Janie Evans, 45, was struck down by a vicious bug halfway through the Taupō Ironman recently, an event already so physically gruelling it made people vomit.

Evans was violently ill, vomiting at regular intervals during the 180km cycle leg leaving her unable to take in food, sapping her of vital energy with a 42.2km run yet to come.

"I had no idea. No idea. It was just one of those things. I had been fine. I hadn't been ill, and I felt fine during the swim. But when I got on the bike..."


She admitted being within whisker of giving up. But in the back of her mind she knew she wouldn't forgive herself in years to come if she didn't make the finish line.

"I did think about quitting on the bike...I hadn't been able to eat or drink enough and was cramping up and I thought I am not going to make it," she said.
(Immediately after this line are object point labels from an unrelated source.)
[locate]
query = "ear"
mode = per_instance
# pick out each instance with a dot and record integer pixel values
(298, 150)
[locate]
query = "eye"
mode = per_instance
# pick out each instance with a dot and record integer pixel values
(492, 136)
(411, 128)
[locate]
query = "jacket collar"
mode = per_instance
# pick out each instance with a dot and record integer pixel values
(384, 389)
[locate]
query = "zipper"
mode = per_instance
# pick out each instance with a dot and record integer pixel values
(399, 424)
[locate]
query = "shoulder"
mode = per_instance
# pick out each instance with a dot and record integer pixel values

What helped was the massive support she received from the sideline and fellow competitors on the day. As night fell, she was one of the last to finish in a tick over 16 hours and three minutes.

That was more than two hours slower than her previous Ironman in 2015.

"People were like 'c'mon, you can do this'," she said.

"I thought I am not going to be that person that doesn't make it, and that was for me. I knew in my head if I didn't make it I would be so angry with myself. The consequences of quitting...I would have always wondered."

There were calculations that showed she was on track to finish outside the cut-off time, but she carried on and eventually finished with little time to spare.

To make the finish line was a huge personal triumph over adversity.


"I swear if my coach hadn't got my training so right, I never would have finished," she said.

Evans sought the services of Raumati man Tom Bland for training advice leading into the event and credited his training methods as a key factor in helping her complete the course.

"He's been a fantastic coach. I had some niggles and my running was on the light side so he put a plan together and walked with me so I was able to get through it

Evans had to keep off the road while the injuries healed which meant she put more focus on bike and swim training.

It wasn't her first Ironman, but it was by far her hardest. She completed her Ironman in 2015.

"A good friend of mine said if I ever do one then you have to do it with me. She had made the commitment. We had an agreement," she said.

Evans, works at Contact Energy and does body piercing part-time, said you couldn't wake up and decide to do an Ironman. It took a year for her to prepare.

"No way. You need dedication and willpower," she said.